Дом у последнего фонаря - Анна Малышева 22 стр.


Уложив наскоро сумку, она прошла за ширму, окинула прощальным взглядом разбросанные по полу тетради. Наводить порядок не оставалось ни времени, ни сил. Мелькнула мысль, что архив неплохо бы обезопасить, перетащив к Стасу, но Александра тут же отказалась от этой идеи. «Этак мне все барахло придется тащить к нему. А насколько у него безопасней? Он сейчас, вероятно, уйдет в запой. Благо, повод есть, сосед умер. В квартире окопаются собутыльники, и даже Марья Семеновна не сможет их вышвырнуть.

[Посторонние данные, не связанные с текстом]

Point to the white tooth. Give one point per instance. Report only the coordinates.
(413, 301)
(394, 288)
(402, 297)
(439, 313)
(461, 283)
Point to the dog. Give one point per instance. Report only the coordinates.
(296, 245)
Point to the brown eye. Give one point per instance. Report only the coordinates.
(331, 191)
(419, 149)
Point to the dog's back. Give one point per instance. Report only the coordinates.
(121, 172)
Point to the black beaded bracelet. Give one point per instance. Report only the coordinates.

Что же делать?»

Олег, до этого момента смирно и безмолвно подпиравший дверной косяк, подошел, заглянул за ширму и присвистнул:

— А тут что искали?

— Не ты ли искал? — резко повернулась к нему женщина. Александру взбесил шутливый и, как ей показалось, деланый тон гостя.

— Опять я виноват?!

— А помнишь, как ты в последний раз ко мне приходил, коньяк приносил, закуски? Разбудил меня и сказал, что дверь в мастерскую была открыта. Не помню, может, открыта, а может, и нет! Я в последнее время стала осторожнее, запираюсь. Так вот, мне тогда такой странный сон приснился… Сон и не сон. Будто кто-то копается за ширмой. Аккуратненько так, потихоньку.

— Ну и что?! — воскликнул Олег.

— Ты тогда за ширму заглядывал?

— Да зачем?! И что тут у тебя хранится, скажи на милость?

— Архив Альбины.

— На кой он мне?! — возмутился мужчина.

— Не знаю, — мрачно ответила художница. — А на кой черт тебе понадобилось вырезать заупокойные мессы из двух молитвенников, менять их местами и врать, что так и было?! Это ты тоже будешь отрицать?

Олег переменился в лице:

— Что за ерунда?!

И поскольку гость настаивал на том, что не знает ровным счетом ничего, Александра рассказала, как нашла второй молитвенник у Эрделя.

— Это была случайность! — кричала она, не владея собой от гнева и возбуждения. — Иначе я бы по сей день считала, что у меня на руках оказался молитвенник леди Джейн Грей! Срам! Просто срам! Я же не специалист в этих вопросах! Я не знала, где и как рисуется святой покровитель, что допустимо, а чего не может быть никогда! И хотя ты сам мне объяснял, что леди Джейн Грей стояла во главе заговорщицкой протестантской партии, я все равно поверила, что, выходя замуж, она следовала старым католическим традициям! Когда человек лжет так авторитетно, ему верят! Счастье, что я встретила Эрделя!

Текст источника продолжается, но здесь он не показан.